12.2. We shall be entitled to terminate the Contract immediately by written notice to you if:
12.2.1. You commit a material breach of the Contract and, in the case of such a breach which is capable of remedy, you fail to remedy the same within 7 days of receipt of a written notice specifying the breach and requiring it to be remedied,
12.2.2. You make any voluntary arrangement with your creditors or (being an individual or firm) become bankrupt or (being a company) become subject to an administrative order or go into liquidation, or an encumbrance takes possession or a receiver is appointed over any of your property or assets, or you cease or threaten to cease business, or an equivalent or analogous event occurs in any other jurisdiction.
12.2.3. Any termination of the Contract shall not prejudice any rights or remedies which may have accrued to either party.
13.1. If any dispute arises between the parties with respect to translation or other similar services provided by us, then such dispute shall, at the request of either party, be referred to a person agreed between the parties or (in default of agreement within 7 days of notice from either party) to a person chosen on the application of either party by the Chairman for the time being of the Institute of Translation and Interpreting.
13.2. Such a person shall be appointed to act as an expert and not as an arbitrator, and the decision of that person shall be final and binding.
13.3. The cost of such an expert shall be borne equally by the parties, unless such expert otherwise directs.
14.1. Neither party shall be liable to the other for any delay in, or failure of, performance of its obligations under the Contract arising from any cause beyond its reasonable control including act of God, government act, war, fire, flood, explosion or civil commotion.
14.2. We may engage any person, firm or company as our sub-contractor to perform any or all of our obligations, and we may assign any or all of our rights and obligations under the Contract.
14.3Any notice or other communication to be given under these conditions must be in writing and may be delivered or sent by prepaid first class letter post, facsimile transmission or e-mail.

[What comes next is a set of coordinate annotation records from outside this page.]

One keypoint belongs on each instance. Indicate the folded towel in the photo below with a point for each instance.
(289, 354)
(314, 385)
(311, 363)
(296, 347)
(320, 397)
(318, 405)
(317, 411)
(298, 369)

Any notice or document shall be deemed served: if delivered, at the time of delivery; if posted, 48 hours after posting; and if sent by facsimile transmission or e-mail, at the time of transmission.
14.4. No waiver by us of any breach of the Contract by you shall be considered as a waiver of any subsequent breach of the same or any other provision.
14.5. If any provision of these Terms and Conditions is or becomes invalid or unenforceable it will be severed from the rest of the Terms and Conditions so that it is ineffective to the extent that it is invalid or unenforceable and no other provisions of the Terms and Conditions shall be rendered invalid, unenforceable or be otherwise effected.
14.6. A person who is not party to this agreement shall have no right under the Contracts (Rights of Third Parties) Act 1999 to enforce any term of this agreement. This clause does not affect any right or remedy of any person which exists or is available otherwise than pursuant to that Act.
14.7The Contract (and any proceedings whereby one party might be entitled to join the other as a third party) shall be governed by and construed in all respects in accordance with English law and the parties hereby submit to the non-exclusive jurisdiction of the English courts.
14.8The Contract is the complete and exclusive statement of the agreement between the Parties relating to the subject matter of the Contract and the Services and supersedes all previous communications, representations and arrangements, written or oral. For the avoidance of doubt including but not limited to any heads of terns, memorandums of understanding, confidentiality agreements .You acknowledge that no reliance is placed on any representation made but not embodied in the Contract.
These terms and conditions are subject to change without prior written notice.